- Born: July 12, 1942 (age 83) Harrisburg, Pennsylvania, United States
- Occupation: Attorney

= Alan Isaacman =

American lawyer

Alan L. Isaacman (/ˈaɪzəkmən/ EYE-zək-mən; born July 12, 1942) is an American lawyer primarily famous for serving as attorney for publisher Larry Flynt. His past clients also include Geraldo Rivera, Kathy Griffin, Rock Hudson and CBS, Inc.
==Education==
Isaacman grew up in Harrisburg, Pennsylvania and graduated from Pennsylvania State University (earning a Bachelor of Science in 1964) and Harvard Law School (earning a J.D. in 1967). In 1968, he was admitted to the California State Bar. He also served as a law clerk to Judge Harry Pregerson in the United States District Court for the Central District of California from 1969 to 1970.

==Professional career==
In 1988, he successfully argued the case Hustler Magazine v.
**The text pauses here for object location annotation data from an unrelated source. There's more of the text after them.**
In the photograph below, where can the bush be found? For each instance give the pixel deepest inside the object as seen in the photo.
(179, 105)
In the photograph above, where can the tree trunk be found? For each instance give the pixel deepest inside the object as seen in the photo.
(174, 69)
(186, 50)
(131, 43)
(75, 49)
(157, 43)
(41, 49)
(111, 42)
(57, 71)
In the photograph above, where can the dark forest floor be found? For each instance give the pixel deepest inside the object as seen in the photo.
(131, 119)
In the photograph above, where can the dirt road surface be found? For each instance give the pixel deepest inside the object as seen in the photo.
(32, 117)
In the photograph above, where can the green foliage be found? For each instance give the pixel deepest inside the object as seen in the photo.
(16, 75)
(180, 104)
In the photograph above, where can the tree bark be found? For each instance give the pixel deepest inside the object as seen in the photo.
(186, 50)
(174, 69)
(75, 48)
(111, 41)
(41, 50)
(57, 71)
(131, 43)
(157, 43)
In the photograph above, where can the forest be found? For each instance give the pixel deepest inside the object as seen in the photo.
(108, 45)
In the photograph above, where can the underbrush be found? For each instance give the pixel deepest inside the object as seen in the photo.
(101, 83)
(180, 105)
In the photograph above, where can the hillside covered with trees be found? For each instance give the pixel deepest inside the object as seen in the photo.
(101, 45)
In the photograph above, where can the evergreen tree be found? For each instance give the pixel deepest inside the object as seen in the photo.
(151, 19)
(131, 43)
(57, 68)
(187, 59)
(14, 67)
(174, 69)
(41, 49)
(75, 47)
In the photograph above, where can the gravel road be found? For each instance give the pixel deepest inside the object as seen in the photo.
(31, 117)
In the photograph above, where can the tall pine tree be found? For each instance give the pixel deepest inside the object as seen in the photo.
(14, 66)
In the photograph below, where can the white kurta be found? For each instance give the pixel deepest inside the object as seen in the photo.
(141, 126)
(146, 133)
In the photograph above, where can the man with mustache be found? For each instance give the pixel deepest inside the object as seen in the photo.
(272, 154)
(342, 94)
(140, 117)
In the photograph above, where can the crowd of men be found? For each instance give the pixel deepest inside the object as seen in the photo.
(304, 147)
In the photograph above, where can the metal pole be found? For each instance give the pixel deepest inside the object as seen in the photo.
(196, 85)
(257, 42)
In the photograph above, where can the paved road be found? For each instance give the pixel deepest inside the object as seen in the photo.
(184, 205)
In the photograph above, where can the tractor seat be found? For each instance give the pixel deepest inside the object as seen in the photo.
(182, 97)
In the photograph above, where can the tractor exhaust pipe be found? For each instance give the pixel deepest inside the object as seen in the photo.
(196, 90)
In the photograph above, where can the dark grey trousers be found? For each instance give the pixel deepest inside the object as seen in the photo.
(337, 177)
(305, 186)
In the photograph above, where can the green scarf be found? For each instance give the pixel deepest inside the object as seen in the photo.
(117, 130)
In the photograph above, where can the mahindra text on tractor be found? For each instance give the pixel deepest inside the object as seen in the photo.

Falwell before the Supreme Court of the United States, which subsequently became a significant free speech case in the history of American jurisprudence.

==Personal life==
Isaacman lives in Beverly Hills, California. His son David is a cast member on Love on the Spectrum.

== In fiction ==
Isaacman was played by actor Edward Norton in the 1996 film The People vs. Larry Flynt. Some details in the film were fictionalized, including the scene showing Isaacman being wounded in the 1978 sniper shooting of Flynt. The actual lawyer who was shot was Gene Reeves, Jr., a Flynt attorney based in Lawrenceville, Georgia, where the shooting took place.